Die Nummern gehören hunderten von Regierungsmitgliedern und -mitarbeiterinnen sowie 85 Menschenrechtsaktivisten und 189 Journalistinnen in aller Welt. Ausgespäht wurden unter anderem die Verlobte des 2018 mutmaßlich von der saudi-arabischen Regierung ermordeten Journalisten Jamal Khashoggi, der britische Menschenrechtsanwalt David Haigh, die aserbaidschanische Investigativjournalistin Sevinj Vagifgiz, Mexikos Präsident Andrés Manuel López Obrador, der sich zum Zeitpunkt der Überwachung noch in der Opposition befand, der indische Oppositionsführer Rahul Gandhi sowie der französische Präsident Emmanuel Macron. Auch mehrere ungarische Journalistinnen und Lokalpolitiker zählen zu den Opfern.

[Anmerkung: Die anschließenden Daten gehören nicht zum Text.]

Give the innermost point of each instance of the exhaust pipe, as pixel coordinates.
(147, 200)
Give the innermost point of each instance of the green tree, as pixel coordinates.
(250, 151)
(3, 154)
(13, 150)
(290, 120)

Trotz dieser Belege weist NSO jede Verantwortung von sich: Einen Automobilhersteller würde man auch nicht dafür haftbar machen, wenn jemand mit einem von ihm gebauten Wagen betrunken einen Unfall baue. Der Vergleich führt allerdings in die Irre: Denn NSO verkauft kein Fortbewegungsmittel, sondern eine digitale Waffe, die sich gegen jede beliebige Person richten lässt. Vor allem aber belegen die Enthüllungen, welch immense Gefahr von Sicherheitslücken in Software und IT-Infrastrukturen ausgeht.